What do I want to be when I grow up? Just a short while ago that wouldn't have been a questions to enter my mind. But it is now......... And my first response is Ron Scrogham. Unless you were blessed to have been a student / parent / teacher at St. Pius X High School the name Ron Scrogham will mean absolutely nothing to you. But amazingly most people who get the opportunity to know him will tell you the same thing, they what to be him when they grow up. He's scarily smart, but never makes you feel stupid or a lessor human, he's extremely well traveled, multi-lingual, unpretentious, and could probably give Miss Manners some additional lessons in etiquette - but would do it so subtly she wouldn't even know she'd been schooled. How often do you find an individual that everyone looks up to? I would love to grow up and be Ron Scrogham, but I've accepted the fact that won't happen, it's not in the cards. I'll just have to be thankful he's a friend and always makes himself available for answering questions on ......... hmmmm, just about any subject. Haven't hit on one yet that he's not been able to be helpful.
That's the big question these days. What do I want to be when I grow up? I accomplished my goals early on. I always wanted to be a momma. But just not any momma. I wanted to be a GREAT Momma. I wanted to love and be loved on. I was blessed to have done a dang good job of that too. And that reality is evidenced by the fact that my four birth sons still invite me to do things with them, and they still want to do things with me. I still get emails and Facebook messages from their friends. And when those friends come to town, it warms my heart beyond words when I get a phone call asking if they can stop by. For future knowledge, I have a completely open drop in policy. If you are in town, please STOP BY.
In two blinks of an eye life has changed exponentially. These are the moments that you're never told about, until you're standing smack dab in the middle of it. Kind of like childbirth. You never hear those horror stories from loved ones and well meaning friends until you are days away from dropping that baby out of your womb room. And that's definitely NOT the time you want to hear all the horror stories they've saved up to share until the last minute. Couldn't they have mentioned it BEFORE you got pregnant?
That's how I feel about this new stage in life, "The empty nest syndrome". It's true everyone handles it differently, but no one ever told me what it could be like. It was like a secret initiation. But you have to be waist deep in it before they say, welcome to the freakin club. And trust me, this is definitely a club I would rather not have been a part of. I've got friends who stocked their wine cellar just for the celebration they were going to throw when their kiddos left. Once stood at the door waving goodbye with one hand to her beloved youngest while she was changing the garage code with the other.
I've always been one of those mothers who truly enjoyed being around her children. And around all her children's friends. And the friends of their friends. My house couldn't be over filled with too many kiddos. I was the cooking and baked goods queen. I thrived on it! Now all my boys are MEN people. My job is done, they have all been taught to cook, bake, clean, iron, sew, change a tire, lend a hand, change a diaper, and be a good friend. I am extremely proud to have raise no ones future horrible husband!
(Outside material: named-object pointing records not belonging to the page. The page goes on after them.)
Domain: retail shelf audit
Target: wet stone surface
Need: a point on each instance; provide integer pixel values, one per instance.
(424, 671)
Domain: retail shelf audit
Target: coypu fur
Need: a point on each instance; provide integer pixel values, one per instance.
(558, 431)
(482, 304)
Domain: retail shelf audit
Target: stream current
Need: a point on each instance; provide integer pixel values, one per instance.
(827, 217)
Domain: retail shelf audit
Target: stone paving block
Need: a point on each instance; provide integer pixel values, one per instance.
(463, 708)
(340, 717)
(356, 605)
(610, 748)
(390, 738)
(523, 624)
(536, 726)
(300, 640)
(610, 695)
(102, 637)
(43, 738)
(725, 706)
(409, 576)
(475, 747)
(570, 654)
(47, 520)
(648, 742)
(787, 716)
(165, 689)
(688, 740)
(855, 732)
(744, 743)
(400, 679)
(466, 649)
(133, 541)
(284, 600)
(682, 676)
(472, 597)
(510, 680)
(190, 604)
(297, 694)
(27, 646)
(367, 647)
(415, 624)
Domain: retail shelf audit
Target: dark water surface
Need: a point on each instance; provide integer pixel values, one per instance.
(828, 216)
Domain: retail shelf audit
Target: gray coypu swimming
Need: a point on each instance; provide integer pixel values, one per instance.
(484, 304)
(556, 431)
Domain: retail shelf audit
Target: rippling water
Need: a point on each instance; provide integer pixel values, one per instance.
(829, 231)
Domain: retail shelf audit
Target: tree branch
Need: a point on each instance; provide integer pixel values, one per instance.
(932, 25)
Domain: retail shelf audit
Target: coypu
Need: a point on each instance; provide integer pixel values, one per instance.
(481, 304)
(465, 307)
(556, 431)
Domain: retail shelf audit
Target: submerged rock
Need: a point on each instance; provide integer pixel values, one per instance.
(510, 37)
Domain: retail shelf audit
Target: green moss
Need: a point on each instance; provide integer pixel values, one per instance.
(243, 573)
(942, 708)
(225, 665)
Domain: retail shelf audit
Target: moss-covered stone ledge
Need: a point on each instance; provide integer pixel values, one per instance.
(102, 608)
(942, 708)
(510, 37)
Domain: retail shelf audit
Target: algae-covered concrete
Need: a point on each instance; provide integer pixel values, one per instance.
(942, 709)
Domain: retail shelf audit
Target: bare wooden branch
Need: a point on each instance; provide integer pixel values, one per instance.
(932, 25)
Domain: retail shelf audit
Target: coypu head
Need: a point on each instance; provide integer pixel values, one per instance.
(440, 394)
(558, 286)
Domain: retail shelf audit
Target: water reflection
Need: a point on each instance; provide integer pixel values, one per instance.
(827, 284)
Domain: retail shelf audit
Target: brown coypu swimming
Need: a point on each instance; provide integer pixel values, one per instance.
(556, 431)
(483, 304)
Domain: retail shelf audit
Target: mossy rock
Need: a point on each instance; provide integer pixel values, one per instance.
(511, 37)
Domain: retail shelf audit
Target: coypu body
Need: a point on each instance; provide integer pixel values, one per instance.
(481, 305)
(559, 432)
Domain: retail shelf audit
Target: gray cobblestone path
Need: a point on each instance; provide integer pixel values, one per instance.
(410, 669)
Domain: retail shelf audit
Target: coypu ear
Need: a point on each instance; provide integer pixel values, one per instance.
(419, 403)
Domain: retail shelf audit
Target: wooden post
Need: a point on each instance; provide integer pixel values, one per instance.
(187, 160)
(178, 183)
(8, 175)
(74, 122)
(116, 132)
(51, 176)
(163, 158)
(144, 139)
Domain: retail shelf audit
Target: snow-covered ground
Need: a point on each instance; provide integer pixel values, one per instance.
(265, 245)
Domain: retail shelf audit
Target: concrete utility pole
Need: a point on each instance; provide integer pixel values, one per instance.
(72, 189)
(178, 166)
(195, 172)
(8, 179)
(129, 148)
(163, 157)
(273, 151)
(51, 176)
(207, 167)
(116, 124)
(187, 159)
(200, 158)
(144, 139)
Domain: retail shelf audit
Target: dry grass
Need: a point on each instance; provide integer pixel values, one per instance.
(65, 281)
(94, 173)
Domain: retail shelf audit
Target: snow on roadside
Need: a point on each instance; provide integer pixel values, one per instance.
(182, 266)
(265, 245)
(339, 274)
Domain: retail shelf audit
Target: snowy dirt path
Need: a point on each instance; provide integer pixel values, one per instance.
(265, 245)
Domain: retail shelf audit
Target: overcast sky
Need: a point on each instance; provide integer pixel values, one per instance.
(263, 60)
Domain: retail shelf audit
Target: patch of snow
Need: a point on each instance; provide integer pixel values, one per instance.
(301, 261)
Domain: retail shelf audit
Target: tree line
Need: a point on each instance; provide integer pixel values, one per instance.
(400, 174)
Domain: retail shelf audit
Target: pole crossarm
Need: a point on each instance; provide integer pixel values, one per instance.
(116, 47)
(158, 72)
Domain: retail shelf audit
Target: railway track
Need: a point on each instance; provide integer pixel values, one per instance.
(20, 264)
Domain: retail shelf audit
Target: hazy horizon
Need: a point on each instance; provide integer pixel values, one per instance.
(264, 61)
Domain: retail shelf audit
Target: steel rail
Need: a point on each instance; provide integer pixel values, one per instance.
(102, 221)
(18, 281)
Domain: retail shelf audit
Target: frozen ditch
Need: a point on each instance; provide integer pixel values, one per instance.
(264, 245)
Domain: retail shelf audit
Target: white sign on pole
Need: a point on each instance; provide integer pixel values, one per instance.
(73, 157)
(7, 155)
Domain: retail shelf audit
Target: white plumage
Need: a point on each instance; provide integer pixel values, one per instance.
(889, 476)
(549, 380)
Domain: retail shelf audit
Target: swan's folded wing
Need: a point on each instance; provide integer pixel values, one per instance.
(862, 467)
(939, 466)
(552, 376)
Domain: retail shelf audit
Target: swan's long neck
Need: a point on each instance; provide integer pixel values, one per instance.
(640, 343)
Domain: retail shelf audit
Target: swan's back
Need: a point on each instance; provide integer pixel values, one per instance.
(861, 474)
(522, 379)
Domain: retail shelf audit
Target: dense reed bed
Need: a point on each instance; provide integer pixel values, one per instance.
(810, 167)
They are all doing well in their respective careers, or intended career paths. But sadly, they truly don't need me anymore, but I'm blessed because the still WANT me.
Now my days are filled with more empty space than I ever imagined possible. When the boys were younger I would have paid to be able to have the opportunity to take a leisurely bubble bath, now I have the time but I don't because I'm a little fearful that if I get in there, there is a small but realistic chance I won't be able to get out - without help. It's a dang big tub! Once upon a time, I did a minimum of four loads of laundry a day and still had piles to work on over the weekend. I could never catch up. Now I wander around the house looking for enough items I can throw in the washer to justify an entire load.
So for the time being, I'm going to keep my eyes open, my pickleball gear at the ready in my car. I'm going to continue to make homemade lemonade, but now I'm going to add equal parts lemonade to Woodford Reserve. And keep looking for what I want to be when I grow up. ~
We love the empty nest... We started having children so young that we really never had time for each other and now we do. Don't get me wrong, you know the kind of Mom I was and now I'm that kind of grandma... But I've done my "job" and I did it well...2 awesome children that are thriving in life, what more could I ask for. So now it's our time.. Time for Hubby and I to get to know each other all over again and loving every minute of it. Mamma Baker, as much as you love children you should look into volunteering at Children's Mercy holding babies, it would be so rewarding for you. Good luck... It's time for you and John....enjoy!